Indigo · HQ Field GuideUse secrets safely
Use /hq-secrets and schema-driven injection so credentials run your work without ever being pasted into chat or committed.
Referenced secret
Secrets are declared and referenced, never typed into chat or stored in a repo.
Declare the keys
A repo lists the secret names it requires in a `.env.schema` file, so HQ knows what to fetch without seeing the values in code.
Add the needed key names to `.env.schema` and keep real values out of the repo entirely.
Run with injection
`hq run` reads the schema, batch-fetches the secrets, and injects them as environment values that are never printed; `hq secrets exec` does the same for a one-off command.
Run repo work through `hq run`, or use `hq secrets exec` for a single command that needs one key.
Collect human secrets by link
For a human-supplied credential, the /hq-secrets skill generates a link so the person enters the secret themselves.
Generate a link with /hq-secrets and send it, rather than asking the person to paste the value into the conversation.

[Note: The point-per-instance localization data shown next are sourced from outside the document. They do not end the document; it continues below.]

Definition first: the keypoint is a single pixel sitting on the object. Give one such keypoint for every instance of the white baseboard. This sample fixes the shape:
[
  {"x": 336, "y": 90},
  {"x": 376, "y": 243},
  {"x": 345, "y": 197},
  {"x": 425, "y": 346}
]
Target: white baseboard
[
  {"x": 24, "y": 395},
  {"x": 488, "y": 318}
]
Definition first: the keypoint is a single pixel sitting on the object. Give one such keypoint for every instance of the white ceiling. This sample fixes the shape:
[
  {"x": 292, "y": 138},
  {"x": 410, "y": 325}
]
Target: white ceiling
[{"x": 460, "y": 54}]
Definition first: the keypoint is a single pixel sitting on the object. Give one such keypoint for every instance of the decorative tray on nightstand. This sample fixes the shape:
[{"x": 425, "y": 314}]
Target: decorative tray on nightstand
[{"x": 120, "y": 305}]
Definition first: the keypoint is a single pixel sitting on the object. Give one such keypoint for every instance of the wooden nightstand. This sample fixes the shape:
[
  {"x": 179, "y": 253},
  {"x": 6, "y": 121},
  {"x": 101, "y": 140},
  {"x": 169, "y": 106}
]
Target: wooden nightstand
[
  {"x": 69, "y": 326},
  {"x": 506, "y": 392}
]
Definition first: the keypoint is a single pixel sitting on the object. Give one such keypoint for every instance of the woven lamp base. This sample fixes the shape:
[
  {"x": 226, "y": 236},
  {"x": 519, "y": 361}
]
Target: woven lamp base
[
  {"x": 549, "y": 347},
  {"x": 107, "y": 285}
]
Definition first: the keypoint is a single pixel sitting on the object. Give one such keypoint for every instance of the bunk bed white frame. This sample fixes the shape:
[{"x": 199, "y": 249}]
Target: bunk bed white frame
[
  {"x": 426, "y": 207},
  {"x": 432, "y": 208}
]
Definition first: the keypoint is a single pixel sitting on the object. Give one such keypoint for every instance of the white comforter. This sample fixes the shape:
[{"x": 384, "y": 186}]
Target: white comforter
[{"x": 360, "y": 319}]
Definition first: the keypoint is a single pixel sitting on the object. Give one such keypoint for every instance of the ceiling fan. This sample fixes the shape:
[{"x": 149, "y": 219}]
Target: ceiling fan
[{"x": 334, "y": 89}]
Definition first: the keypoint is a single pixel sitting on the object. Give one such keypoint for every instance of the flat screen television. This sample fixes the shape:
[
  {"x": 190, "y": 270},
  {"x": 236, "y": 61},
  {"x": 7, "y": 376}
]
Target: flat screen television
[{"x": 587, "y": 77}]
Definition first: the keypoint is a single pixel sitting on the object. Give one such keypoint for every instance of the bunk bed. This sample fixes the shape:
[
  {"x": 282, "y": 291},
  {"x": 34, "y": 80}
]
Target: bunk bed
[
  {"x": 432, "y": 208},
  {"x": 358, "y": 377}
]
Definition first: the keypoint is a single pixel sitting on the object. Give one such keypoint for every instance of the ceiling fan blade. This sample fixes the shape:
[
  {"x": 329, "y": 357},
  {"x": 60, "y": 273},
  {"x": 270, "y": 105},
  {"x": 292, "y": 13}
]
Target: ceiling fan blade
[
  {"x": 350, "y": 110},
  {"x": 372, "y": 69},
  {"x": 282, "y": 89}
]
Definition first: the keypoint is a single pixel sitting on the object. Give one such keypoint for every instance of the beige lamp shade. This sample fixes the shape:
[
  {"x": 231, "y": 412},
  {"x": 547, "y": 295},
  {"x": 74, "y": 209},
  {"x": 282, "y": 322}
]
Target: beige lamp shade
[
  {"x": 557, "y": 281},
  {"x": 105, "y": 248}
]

Keep the chapter executable.
Runs schema-driven secrets via `hq run`, one-offs via `hq secrets exec`, and generates links for human-supplied credentials.
Injects a single named secret for one command without printing it.
What goes wrong, and the fix.
Pasting an API key directly into the chat to get work done.
Never paste a key; generate a /hq-secrets link or reference it through the schema.
Committing a real .env file with live values.
Use .env.schema plus the vault and keep real values out of the repo.
Reaching for another company's credentials when the active ones fail.
Respect cross-company isolation and use only the active company's secrets.
What to keep in mind.
Never inline
A secret never goes in chat, a prompt, or a commit; it is referenced through the schema or a /hq-secrets link.
Schema-driven
Declare keys in .env.schema and let `hq run` batch-fetch and inject them so real values stay in the vault.